Juan Torres López
En muchos de mis artículos y libros he mostrado que la independencia de los bancos centrales que estos reclaman como algo fundamental para las economías es un mito. O, mejor dicho, un fraude que nos cuesta mucho dinero a los contribuyentes.
Hoy voy a poner un nuevo y reciente ejemplo que lo demuestra.
El verano pasado, la Reserva Federal, el banco central de Estados Unidos, anunció que era necesario aprobar nuevas garantías de capital para los bancos. Para que se me entienda bien, esas garantías son como el «colchón» que puede protegerlos en casos de pérdidas, shocks o crisis inesperados.
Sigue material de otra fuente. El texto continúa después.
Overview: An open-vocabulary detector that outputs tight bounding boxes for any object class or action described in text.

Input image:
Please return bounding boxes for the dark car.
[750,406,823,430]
Sin suficiente protección, cualquier incidencia los puede llevar a la quiebra y volvería a ocurrir lo que pasó a partir de 2007 o, en menor escala, el año pasado, dentro y fuera de Estados Unidos.
Pues bien, la Reserva Federal dijo entonces que establecería un aumento total del 16% de los requisitos de capital para los 37 bancos con más de 100.000 millones en activos (y para los que, teniendo menos, realicen una actividad comercial significativa). Trataba así de evitar que se produzcan nuevos episodios de falta de liquidez o solvencia bancaria que generen problemas letales al conjunto de la economía. Algo que es seguro que terminará ocurriendo una vez más, dada la acumulación exagerada de activos financieramente explosivos en los balances de los grandes bancos. Sólo los cuatro mayores de Estados Unidos (Goldman Sachs, JPMorgan, Citibank y Bank of America) poseían a finales de 2023 un total de 168,26 billones de dólares en productos financieros derivados, los calificados por Warren Buffet como «armas de destrucción masiva para la economía».
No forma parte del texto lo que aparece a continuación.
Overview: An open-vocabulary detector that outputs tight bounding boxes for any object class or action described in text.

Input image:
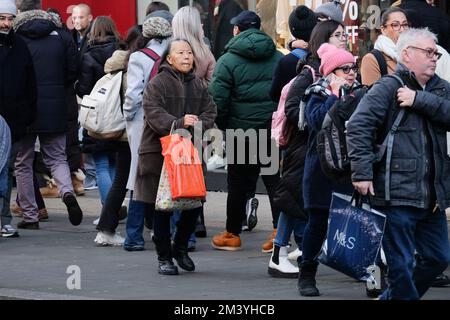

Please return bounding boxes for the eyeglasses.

En cuanto se anunció, los grandes bancos se opusieron a esa medida y llevaron a cabo una ingente campaña de publicidad en los programas de mayor audiencia de televisión, con anuncios en los demás medios y en redes sociales, y con una web llena de afirmaciones falsas, como se ha demostrado aquí. Finalmente, amenazaron con demandar a la Reserva Federal si se aplicaba.
Ante la ofensiva de los bancos, esta última cedió y finalmente aprobó en agosto pasado una subida mínima y, según sus propio análisis previos, insuficiente en los requisitos de capital. La gran banca privada ha vuelto a ganar, imponiendo su voluntad a la banca central «independiente».
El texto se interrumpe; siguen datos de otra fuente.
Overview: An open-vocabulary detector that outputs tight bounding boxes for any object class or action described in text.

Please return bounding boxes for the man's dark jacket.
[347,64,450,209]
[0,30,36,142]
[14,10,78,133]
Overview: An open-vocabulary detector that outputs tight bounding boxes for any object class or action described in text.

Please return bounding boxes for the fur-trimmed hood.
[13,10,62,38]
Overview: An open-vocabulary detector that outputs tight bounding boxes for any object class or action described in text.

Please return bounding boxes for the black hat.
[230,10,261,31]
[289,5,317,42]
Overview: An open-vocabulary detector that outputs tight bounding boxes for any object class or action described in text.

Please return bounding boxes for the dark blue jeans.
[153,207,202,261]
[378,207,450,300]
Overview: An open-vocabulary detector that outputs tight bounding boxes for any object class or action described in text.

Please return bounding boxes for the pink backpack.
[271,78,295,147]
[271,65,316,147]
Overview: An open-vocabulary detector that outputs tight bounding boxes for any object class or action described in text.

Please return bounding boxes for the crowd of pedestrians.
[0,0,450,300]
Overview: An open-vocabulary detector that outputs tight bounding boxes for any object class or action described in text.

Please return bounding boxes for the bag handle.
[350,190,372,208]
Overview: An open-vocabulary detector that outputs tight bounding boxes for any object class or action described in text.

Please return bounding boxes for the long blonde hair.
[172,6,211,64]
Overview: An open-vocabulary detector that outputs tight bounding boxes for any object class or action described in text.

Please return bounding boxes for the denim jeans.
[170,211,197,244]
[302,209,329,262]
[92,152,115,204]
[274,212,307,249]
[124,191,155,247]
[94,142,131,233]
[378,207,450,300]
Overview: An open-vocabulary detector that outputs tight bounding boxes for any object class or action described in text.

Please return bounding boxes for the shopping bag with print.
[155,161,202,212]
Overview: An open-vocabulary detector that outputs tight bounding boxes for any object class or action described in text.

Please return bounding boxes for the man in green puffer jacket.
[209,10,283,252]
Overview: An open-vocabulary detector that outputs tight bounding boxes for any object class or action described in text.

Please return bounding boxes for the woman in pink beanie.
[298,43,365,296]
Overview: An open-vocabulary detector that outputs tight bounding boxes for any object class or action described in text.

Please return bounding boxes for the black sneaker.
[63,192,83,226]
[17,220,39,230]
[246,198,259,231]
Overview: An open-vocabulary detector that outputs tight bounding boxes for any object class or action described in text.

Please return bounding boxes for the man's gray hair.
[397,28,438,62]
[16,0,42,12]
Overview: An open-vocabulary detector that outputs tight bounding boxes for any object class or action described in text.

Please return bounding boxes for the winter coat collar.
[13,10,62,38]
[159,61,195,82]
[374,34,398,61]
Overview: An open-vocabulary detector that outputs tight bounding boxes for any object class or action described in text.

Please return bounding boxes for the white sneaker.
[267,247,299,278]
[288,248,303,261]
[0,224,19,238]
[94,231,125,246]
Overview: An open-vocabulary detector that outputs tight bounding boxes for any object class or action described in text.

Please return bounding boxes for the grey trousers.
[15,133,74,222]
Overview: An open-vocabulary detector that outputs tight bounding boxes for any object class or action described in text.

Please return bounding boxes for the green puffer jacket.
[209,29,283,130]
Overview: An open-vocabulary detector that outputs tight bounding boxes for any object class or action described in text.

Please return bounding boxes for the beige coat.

Como he dicho, la Reserva Federal consideraba necesario establecer más garantías de capital para dar seguridad al sistema financiero y evitar crisis bancarias, de las que se han producido 151 en todo el mundo de 1970 a 2018. Y el argumento en contra que da la banca (tanto en Estados Unidos como en Europa) para oponerse al incremento de las garantías de capital es muy simple: con más garantías para asegurar al sistema, habría menos flujo de crédito a la economía y disminuirían sus beneficios.
Se trata, pues, de una auténtica y clara confesión, de una sorprendente autoinculpación de la banca privada.
Sus directivos reconocen que, para obtener los beneficios extraordinarios que obtienen, o incrementan sin cesar la inseguridad que pone en peligro cierto al conjunto de la economía, o dejan de proporcionarle crédito. No se puede expresar de una forma más transparente y sincera que la gran banca privada de nuestro tiempo es una bomba de relojería que, antes o después, como en realidad ya ha pasado varias veces, explotará llevándose consigo al conjunto de la economía. Son sus propios dirigentes y analistas quienes reconocen implícitamente que se trata de una institución mal diseñada, muy peligrosa e ineficiente. Ellos mismos están diciendo a gritos que lo coherente es acabar con ella.
Y llevan razón. La única alternativa posible para garantizar que la economía internacional funcione con seguridad y que empresas y hogares dispongan del crédito que necesitan para generar riqueza productiva e ingresos es desmantelar a los grandes bancos. Las consecuencias de no hacerlo las hemos visto ya varias veces y volveremos a verlas de nuevo, más pronto que tarde y con peores daños.